- Born: July 18, 1980 (age 46) Roseburg, Oregon, US
- Education: Oregon State University
- Known for: Founder of Pastafarianism

= Bobby Henderson (activist) =

American satirist and activist (born 1980)

Bobby Henderson is an American satirist and activist, known for being the founder of Pastafarianism, a parody religion.

==Early life and education==
Henderson was born on July 18, 1980, in Roseburg, Oregon. He studied physics at Oregon State University.

==Pastafarianism==

In 2005, Henderson founded the religion of Pastafarianism in response to the Kansas State Board of Education's decision to teach intelligent design alongside evolution in schools. He requested that "Pastafarianism" be taught alongside intelligent design and "logical conjecture based on overwhelming observable evidence". After his protest letter to the board was ignored, he posted it online and the beliefs quickly gained traction.
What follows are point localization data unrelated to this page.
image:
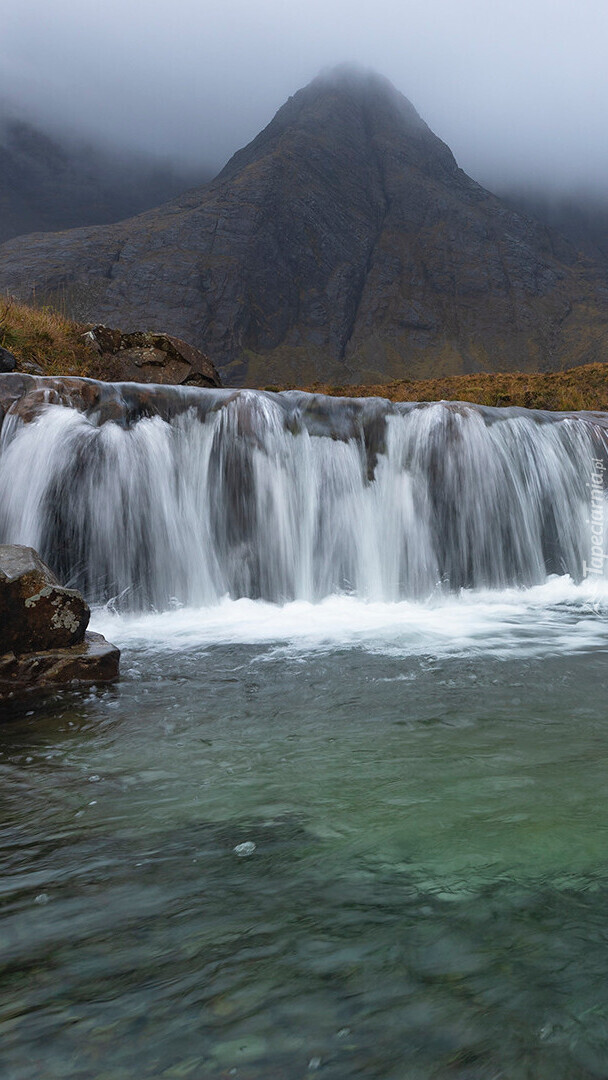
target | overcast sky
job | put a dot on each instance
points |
(518, 90)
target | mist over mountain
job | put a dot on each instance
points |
(342, 243)
(50, 183)
(580, 216)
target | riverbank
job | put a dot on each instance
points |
(55, 346)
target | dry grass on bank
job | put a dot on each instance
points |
(44, 337)
(578, 388)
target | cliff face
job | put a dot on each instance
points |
(342, 244)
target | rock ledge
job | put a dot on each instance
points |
(43, 638)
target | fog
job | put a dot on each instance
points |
(518, 91)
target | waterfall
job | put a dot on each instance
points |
(197, 495)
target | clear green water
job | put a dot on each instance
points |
(428, 896)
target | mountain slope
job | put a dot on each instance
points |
(343, 243)
(46, 184)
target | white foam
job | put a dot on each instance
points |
(555, 617)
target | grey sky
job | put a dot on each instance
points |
(518, 90)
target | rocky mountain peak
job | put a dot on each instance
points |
(343, 244)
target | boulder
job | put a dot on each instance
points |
(144, 356)
(8, 362)
(42, 630)
(92, 660)
(36, 612)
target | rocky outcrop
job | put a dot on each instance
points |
(43, 639)
(149, 358)
(8, 362)
(342, 244)
(49, 181)
(92, 660)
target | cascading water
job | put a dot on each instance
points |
(295, 497)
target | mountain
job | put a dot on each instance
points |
(581, 217)
(345, 244)
(49, 184)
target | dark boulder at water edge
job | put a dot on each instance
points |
(153, 496)
(343, 244)
(143, 356)
(43, 639)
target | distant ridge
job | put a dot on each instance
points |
(49, 184)
(342, 244)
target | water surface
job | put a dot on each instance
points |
(426, 790)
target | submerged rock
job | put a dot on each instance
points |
(42, 629)
(92, 660)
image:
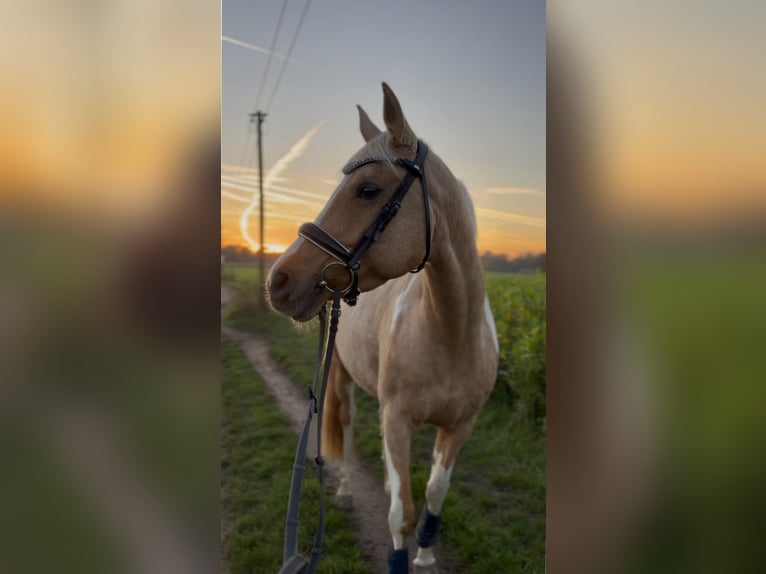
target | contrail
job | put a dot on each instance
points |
(253, 47)
(272, 176)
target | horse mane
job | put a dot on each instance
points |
(378, 147)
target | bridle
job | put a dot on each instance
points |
(293, 563)
(350, 258)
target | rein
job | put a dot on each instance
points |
(293, 563)
(350, 258)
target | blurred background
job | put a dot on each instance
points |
(656, 212)
(109, 193)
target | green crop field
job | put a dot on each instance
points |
(494, 516)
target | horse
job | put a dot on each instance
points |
(423, 344)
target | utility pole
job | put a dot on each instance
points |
(259, 116)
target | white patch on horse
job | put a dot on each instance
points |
(438, 485)
(436, 492)
(491, 322)
(401, 302)
(469, 203)
(396, 510)
(348, 448)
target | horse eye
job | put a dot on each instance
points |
(368, 192)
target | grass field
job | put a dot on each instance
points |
(258, 448)
(494, 516)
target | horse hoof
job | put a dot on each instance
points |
(430, 569)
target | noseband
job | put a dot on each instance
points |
(350, 258)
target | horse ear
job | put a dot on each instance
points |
(401, 133)
(369, 130)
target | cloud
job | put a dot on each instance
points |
(272, 176)
(253, 47)
(483, 212)
(234, 196)
(529, 191)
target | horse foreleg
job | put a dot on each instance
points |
(446, 447)
(397, 434)
(348, 443)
In 2006, he wrote The Gospel of the Flying Spaghetti Monster, a book detailing the core beliefs of the religion. He suggested that all the proceedings from the book would go into building a (tax-free) pirate ship that would travel the world and spread the gospel about Pastafarianism, "like a floating church".

In 2019, Henderson repeated his belief that religion should be kept out of government schools and money kept out of religion.